3.4 Consistent time period

To compare across stations, I’ll restrict the time period to when all four have data:

valid_dates_df <- brist_pot_df %>% 
  # the NA potThreshold columns is a proxy for start and end date as 
  # reshape_pot_list_to_tbl_df joined the list outputs from winfapReader::get_pot()
  filter(is.na(potThreshold)) %>% 
  select(Station, Date) %>% 
  group_by(Station) %>% 
  summarise(start = min(Date), end = max(Date)) %>%
  ungroup() %>% pivot_longer(cols = c("start","end")) %>%
  # use the in-built Water Year finder function
  mutate(wy = winfapReader::water_year(value))
## `summarise()` ungrouping output (override with `.groups` argument)
#start and end dates for where all stations have data
start_wy = max(valid_dates_df$wy[valid_dates_df$name == "start"])
end_wy = min(valid_dates_df$wy[valid_dates_df$name == "end"])

#make a cut version of the data set
brist_pot_filt_df <- brist_pot_df %>% 
  filter(WaterYear >= start_wy, WaterYear <= end_wy)

Re-do our plot to check:

ggplot(brist_pot_filt_df %>% filter(!is.na(Date)), aes(x=Date, y = Flow)) +
  geom_point() +
  facet_wrap(~name, scales = "free_y", ncol = 1) +
  labs(y = "Flow m/s",
       title = "POT events by site for when all have data")

Looks good!

3.5 When were the most POTs?

If we wanted to know when the highest flow occurred each year, the POT data should not be the first port of call. The Annual Maximum data is for that purpose and, as measurements and calculations can differ, unfortunately it’s not always as simple as taking the max POT value each year. Again, this was a large part of my project…

POT data has power in the number of peaks over the threshold. Let’s see which water years had the most peaks by site. Will it be the same year for all?

#number of POTs each year
pot_each_year <- brist_pot_df %>%
  group_by(Station, WaterYear, name) %>%
  summarise(num_pots = n()) %>%
  ungroup()
## `summarise()` regrouping output by 'Station', 'WaterYear' (override with `.groups` argument)
#max pots for each site where they all had data
max_pots <- pot_each_year %>%
  filter(WaterYear >= start_wy, WaterYear <= end_wy) %>%
  group_by(Station) %>%
  filter(num_pots == max(num_pots)) %>%
  ungroup()

knitr::kable(max_pots)
Station WaterYear name num_pots
53004 2013 Chew at Compton Dando 9
53006 1998 Frome (Bristol) at Frenchay 9
53017 2012 Boyd at Bitton 11
53026 2012 Frome (Bristol) at Frampton Cotterell 9

Oh, so not all in the same year of 2013. A visualisation will help put these results into context:

# wrangle the data before plotting
pot_each_year_filt_max_df <- pot_each_year %>% 
  filter(WaterYear >= start_wy, WaterYear <= end_wy) %>%
  # left join onto max_pots and create a column max which says if it was 
  # a max number of POT that year
  left_join(max_pots %>% mutate(max='Yes') %>% select(Station, WaterYear, max), 
            by = c('Station','WaterYear')) %>%
  mutate(max = ifelse(is.na(max),'No',max))

ggplot(pot_each_year_filt_max_df, aes(x = WaterYear, y = num_pots, fill=max)) +
  geom_bar(stat='identity') +
  facet_wrap(~name, ncol = 1) +
  labs(y = "Number of POTs", title = "Number of POTs each Water Year by site")

An interesting visualisation!
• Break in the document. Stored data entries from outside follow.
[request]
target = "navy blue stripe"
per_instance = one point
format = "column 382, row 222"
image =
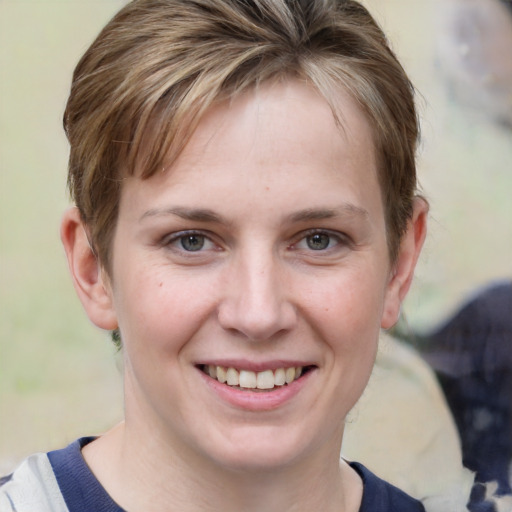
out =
column 79, row 487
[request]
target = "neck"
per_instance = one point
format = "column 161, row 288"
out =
column 153, row 476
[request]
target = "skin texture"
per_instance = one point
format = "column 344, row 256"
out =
column 261, row 176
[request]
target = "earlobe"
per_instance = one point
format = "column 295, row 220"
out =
column 89, row 279
column 409, row 252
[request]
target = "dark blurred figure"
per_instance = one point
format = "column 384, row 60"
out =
column 472, row 356
column 474, row 40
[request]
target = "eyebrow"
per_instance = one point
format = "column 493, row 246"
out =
column 194, row 214
column 345, row 210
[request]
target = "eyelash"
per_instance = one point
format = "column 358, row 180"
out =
column 338, row 239
column 174, row 239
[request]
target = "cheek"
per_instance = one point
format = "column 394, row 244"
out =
column 160, row 309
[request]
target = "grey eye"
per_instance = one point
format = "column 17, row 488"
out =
column 192, row 242
column 318, row 241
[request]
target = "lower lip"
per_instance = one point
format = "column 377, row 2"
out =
column 257, row 400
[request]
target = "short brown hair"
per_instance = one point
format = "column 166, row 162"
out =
column 159, row 64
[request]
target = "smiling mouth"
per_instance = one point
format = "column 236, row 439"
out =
column 255, row 381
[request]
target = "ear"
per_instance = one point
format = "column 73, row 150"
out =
column 403, row 270
column 90, row 280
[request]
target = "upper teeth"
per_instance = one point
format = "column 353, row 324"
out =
column 266, row 379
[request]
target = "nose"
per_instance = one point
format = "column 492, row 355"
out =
column 255, row 301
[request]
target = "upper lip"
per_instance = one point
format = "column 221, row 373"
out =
column 255, row 366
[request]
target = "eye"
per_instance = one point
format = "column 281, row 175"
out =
column 190, row 241
column 318, row 241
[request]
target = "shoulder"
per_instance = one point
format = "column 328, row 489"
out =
column 380, row 496
column 59, row 481
column 32, row 488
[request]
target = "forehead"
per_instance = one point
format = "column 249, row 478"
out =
column 282, row 135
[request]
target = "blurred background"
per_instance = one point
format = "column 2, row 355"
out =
column 59, row 377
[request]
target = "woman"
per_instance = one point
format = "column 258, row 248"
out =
column 245, row 224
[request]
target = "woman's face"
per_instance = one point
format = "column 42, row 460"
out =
column 261, row 250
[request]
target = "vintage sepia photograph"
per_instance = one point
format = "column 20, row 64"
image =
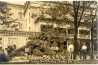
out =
column 48, row 32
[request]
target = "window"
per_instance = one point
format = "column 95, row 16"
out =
column 71, row 31
column 45, row 28
column 85, row 32
column 20, row 15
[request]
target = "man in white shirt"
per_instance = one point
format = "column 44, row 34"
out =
column 83, row 50
column 70, row 49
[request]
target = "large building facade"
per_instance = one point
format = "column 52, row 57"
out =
column 27, row 26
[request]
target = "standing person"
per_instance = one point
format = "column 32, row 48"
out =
column 70, row 50
column 83, row 51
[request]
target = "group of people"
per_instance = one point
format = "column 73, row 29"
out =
column 44, row 45
column 83, row 50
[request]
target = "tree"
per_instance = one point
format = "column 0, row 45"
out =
column 79, row 8
column 5, row 17
column 92, row 18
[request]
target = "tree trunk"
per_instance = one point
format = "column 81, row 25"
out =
column 92, row 45
column 75, row 42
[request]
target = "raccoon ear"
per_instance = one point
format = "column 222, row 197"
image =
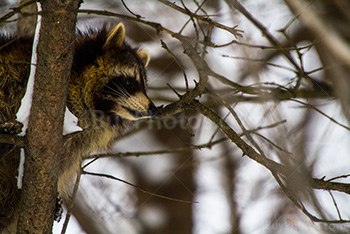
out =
column 144, row 56
column 116, row 36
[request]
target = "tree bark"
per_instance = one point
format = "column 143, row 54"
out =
column 44, row 134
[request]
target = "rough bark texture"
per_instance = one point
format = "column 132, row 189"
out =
column 45, row 139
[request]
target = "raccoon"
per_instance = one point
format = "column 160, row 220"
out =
column 106, row 93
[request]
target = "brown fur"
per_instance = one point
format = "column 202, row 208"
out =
column 106, row 93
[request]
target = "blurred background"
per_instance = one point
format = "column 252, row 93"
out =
column 299, row 118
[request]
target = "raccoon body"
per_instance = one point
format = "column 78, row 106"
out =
column 106, row 93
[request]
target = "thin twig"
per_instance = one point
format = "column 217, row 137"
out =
column 136, row 187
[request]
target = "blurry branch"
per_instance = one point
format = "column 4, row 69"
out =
column 207, row 145
column 332, row 40
column 71, row 204
column 167, row 151
column 205, row 19
column 164, row 45
column 134, row 186
column 234, row 4
column 275, row 168
column 322, row 113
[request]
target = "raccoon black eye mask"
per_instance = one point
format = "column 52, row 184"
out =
column 107, row 93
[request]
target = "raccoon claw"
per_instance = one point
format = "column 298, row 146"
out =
column 59, row 209
column 12, row 128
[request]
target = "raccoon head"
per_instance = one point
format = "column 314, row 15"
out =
column 117, row 77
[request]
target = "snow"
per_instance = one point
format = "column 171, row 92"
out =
column 70, row 123
column 26, row 103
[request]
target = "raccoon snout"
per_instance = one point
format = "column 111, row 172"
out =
column 152, row 110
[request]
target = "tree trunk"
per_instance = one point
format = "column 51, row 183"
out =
column 45, row 138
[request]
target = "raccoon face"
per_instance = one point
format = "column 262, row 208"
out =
column 124, row 92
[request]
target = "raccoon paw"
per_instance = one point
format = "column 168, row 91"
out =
column 12, row 128
column 59, row 209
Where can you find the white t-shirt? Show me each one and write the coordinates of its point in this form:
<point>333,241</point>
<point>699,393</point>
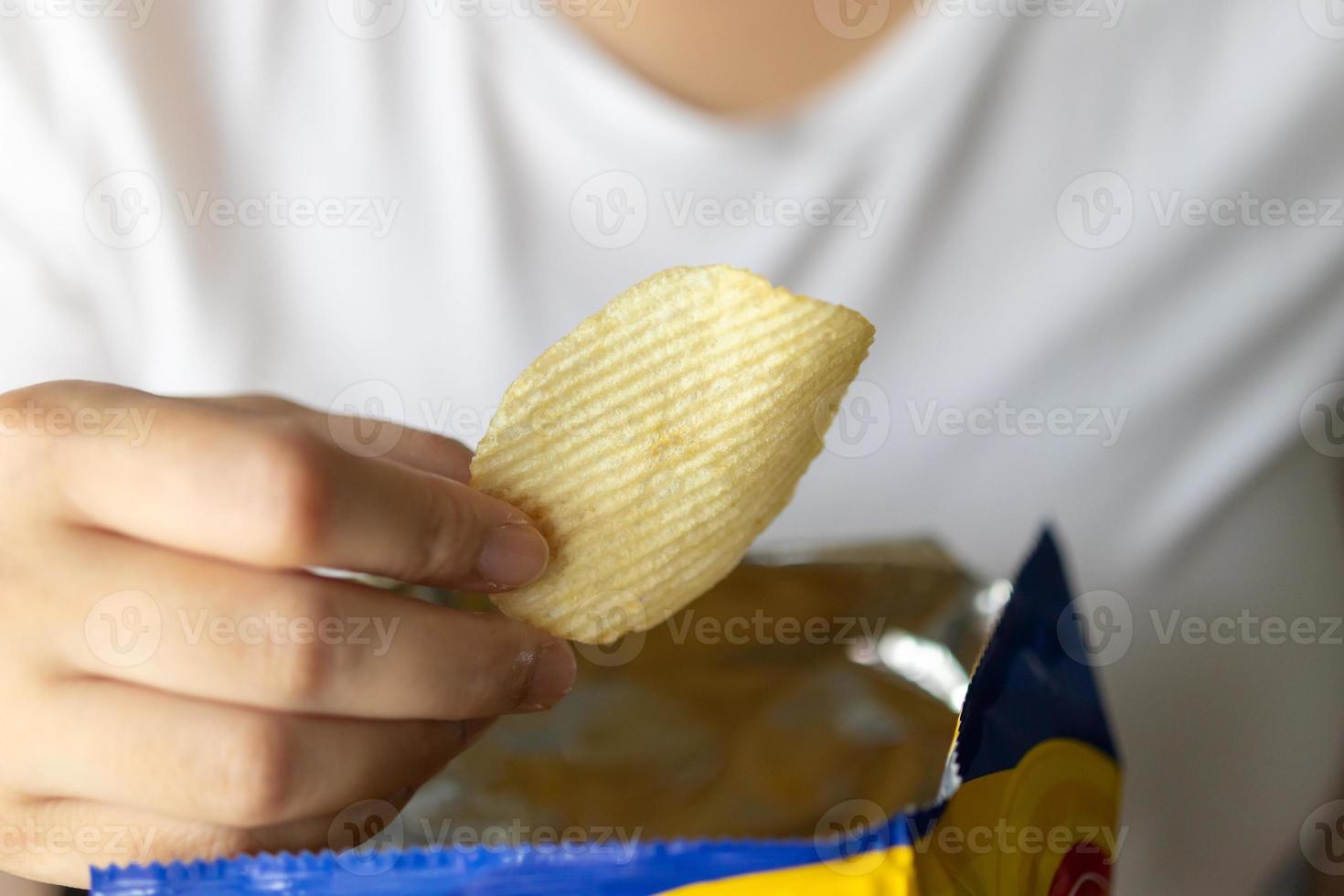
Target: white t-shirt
<point>1103,249</point>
Maybe not quite what we were expecting, but again it invites further questions about the data. Clearly only two sites (Boyd at Bitton and Frome at Frenchay) had most POTs in the same year - the 2012 Water Year. There was also lots of POTs in 1998, the most for Frome at Frenchay and second or third most for the other three sites.
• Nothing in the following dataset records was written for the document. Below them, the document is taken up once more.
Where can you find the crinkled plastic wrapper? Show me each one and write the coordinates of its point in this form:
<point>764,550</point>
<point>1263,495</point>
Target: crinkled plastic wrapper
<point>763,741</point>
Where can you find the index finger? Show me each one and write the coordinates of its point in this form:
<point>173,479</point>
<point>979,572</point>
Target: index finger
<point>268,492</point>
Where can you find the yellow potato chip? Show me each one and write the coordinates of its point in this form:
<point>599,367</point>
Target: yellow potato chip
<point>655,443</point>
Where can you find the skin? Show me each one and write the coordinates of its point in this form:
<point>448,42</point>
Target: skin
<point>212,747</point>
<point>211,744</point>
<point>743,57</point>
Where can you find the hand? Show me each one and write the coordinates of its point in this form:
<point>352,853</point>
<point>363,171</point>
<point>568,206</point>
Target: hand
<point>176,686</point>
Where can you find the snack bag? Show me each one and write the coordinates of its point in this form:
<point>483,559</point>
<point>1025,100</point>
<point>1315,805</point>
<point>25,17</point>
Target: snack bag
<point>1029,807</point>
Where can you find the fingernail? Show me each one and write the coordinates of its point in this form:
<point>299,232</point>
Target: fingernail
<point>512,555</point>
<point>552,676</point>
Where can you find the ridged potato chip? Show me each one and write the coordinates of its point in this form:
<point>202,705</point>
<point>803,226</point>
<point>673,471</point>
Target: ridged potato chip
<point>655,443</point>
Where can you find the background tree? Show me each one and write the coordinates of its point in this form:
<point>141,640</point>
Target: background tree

This data is of course very rich - there’s more we could look at. Such as:

  • individual dates
  • time of year
  • follow water flow down a river system (as opposed to picking an area)
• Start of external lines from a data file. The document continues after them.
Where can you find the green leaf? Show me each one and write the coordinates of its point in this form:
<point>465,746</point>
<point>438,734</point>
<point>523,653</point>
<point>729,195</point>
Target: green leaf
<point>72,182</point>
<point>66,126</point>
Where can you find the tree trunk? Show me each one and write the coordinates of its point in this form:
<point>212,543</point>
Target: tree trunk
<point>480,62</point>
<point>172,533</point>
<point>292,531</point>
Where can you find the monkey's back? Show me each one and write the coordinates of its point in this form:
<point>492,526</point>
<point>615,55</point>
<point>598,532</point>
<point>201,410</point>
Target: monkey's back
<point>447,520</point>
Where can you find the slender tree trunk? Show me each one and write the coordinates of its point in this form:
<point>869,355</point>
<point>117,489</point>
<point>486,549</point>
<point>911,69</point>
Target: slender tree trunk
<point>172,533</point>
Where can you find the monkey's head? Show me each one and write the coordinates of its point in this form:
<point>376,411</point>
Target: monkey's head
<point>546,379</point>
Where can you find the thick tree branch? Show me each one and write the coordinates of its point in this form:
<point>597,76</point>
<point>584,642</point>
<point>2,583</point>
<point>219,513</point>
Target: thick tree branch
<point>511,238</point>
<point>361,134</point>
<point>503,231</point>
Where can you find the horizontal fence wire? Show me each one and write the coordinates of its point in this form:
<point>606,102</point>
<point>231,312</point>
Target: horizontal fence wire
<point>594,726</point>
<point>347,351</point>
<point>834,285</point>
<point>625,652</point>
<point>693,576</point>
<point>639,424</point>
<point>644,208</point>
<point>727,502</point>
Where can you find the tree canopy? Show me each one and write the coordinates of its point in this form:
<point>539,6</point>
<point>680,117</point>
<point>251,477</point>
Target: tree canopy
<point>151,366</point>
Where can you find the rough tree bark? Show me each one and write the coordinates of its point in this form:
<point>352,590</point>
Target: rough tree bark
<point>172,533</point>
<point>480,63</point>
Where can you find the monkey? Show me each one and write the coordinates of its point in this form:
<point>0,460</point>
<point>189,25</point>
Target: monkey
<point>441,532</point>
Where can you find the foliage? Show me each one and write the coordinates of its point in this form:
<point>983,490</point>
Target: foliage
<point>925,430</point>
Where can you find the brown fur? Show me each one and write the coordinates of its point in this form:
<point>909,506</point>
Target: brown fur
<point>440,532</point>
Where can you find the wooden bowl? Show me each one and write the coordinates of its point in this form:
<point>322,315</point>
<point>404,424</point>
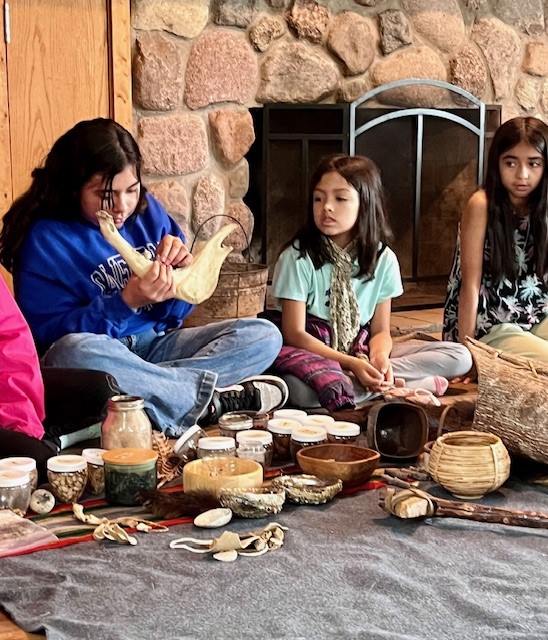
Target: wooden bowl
<point>469,464</point>
<point>348,462</point>
<point>197,477</point>
<point>397,429</point>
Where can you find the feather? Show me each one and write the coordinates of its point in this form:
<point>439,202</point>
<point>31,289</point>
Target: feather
<point>178,504</point>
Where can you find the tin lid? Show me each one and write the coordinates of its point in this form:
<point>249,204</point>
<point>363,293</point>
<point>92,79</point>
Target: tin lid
<point>309,434</point>
<point>67,463</point>
<point>94,456</point>
<point>343,429</point>
<point>129,456</point>
<point>283,426</point>
<point>18,462</point>
<point>290,414</point>
<point>254,436</point>
<point>234,421</point>
<point>125,403</point>
<point>319,420</point>
<point>13,478</point>
<point>213,443</point>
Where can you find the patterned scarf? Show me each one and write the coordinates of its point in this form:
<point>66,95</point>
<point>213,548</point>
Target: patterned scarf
<point>344,313</point>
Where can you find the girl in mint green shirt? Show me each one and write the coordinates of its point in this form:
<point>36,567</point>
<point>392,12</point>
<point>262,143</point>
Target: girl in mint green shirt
<point>339,269</point>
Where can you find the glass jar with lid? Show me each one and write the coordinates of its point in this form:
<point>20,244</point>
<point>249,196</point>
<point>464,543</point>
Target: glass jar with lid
<point>306,437</point>
<point>127,472</point>
<point>14,490</point>
<point>256,445</point>
<point>22,463</point>
<point>342,432</point>
<point>218,454</point>
<point>281,429</point>
<point>186,446</point>
<point>96,470</point>
<point>126,424</point>
<point>233,422</point>
<point>67,475</point>
<point>259,418</point>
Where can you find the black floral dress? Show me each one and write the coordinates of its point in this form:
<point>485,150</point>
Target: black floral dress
<point>523,301</point>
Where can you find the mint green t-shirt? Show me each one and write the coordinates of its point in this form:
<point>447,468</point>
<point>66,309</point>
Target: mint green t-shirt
<point>296,279</point>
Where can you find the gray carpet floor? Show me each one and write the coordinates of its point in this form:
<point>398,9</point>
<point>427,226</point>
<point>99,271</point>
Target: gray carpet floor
<point>347,570</point>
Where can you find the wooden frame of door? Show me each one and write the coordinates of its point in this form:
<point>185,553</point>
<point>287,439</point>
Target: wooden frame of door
<point>120,100</point>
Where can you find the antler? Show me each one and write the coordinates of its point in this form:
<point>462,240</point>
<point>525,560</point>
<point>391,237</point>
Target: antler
<point>194,283</point>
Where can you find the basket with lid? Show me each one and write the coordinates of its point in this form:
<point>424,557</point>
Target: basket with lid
<point>469,464</point>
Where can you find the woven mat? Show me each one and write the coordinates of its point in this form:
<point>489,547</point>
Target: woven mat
<point>62,523</point>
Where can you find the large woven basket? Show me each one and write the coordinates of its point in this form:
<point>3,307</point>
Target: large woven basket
<point>469,464</point>
<point>512,400</point>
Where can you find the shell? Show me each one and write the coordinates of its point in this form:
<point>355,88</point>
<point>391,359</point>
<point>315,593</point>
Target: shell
<point>307,489</point>
<point>213,518</point>
<point>255,502</point>
<point>42,501</point>
<point>226,556</point>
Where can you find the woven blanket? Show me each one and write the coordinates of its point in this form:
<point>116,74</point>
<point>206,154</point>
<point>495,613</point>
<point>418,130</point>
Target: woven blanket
<point>68,530</point>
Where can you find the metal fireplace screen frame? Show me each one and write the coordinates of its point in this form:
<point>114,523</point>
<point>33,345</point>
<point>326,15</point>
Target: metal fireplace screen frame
<point>420,114</point>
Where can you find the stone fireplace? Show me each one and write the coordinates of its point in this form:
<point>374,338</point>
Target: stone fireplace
<point>204,69</point>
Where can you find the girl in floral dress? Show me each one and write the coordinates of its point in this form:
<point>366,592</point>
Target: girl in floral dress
<point>498,287</point>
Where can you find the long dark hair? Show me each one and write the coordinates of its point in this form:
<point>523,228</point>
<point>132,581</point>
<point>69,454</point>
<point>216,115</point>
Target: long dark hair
<point>501,219</point>
<point>372,225</point>
<point>99,146</point>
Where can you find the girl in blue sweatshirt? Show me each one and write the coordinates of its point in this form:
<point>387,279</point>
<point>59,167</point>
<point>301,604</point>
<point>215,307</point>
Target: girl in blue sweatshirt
<point>87,310</point>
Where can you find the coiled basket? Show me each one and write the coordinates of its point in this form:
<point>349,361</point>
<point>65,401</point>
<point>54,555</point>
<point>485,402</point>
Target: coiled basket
<point>469,464</point>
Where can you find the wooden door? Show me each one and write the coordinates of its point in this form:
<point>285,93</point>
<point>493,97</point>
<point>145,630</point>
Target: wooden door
<point>66,61</point>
and much else too! That’s enough for me for today, though.

4 Conclusion

The winfapReader package is very cool, and very powerful when combined with the rnrfa one. I only looked at a specific area, and it was quick to get the data I wanted.

Thank you Dr Ilaria Proscdocimi. I am flattered to be included as a contributor to this work.

Thank you also to my father, who proofread this blog and made all the words nicerer.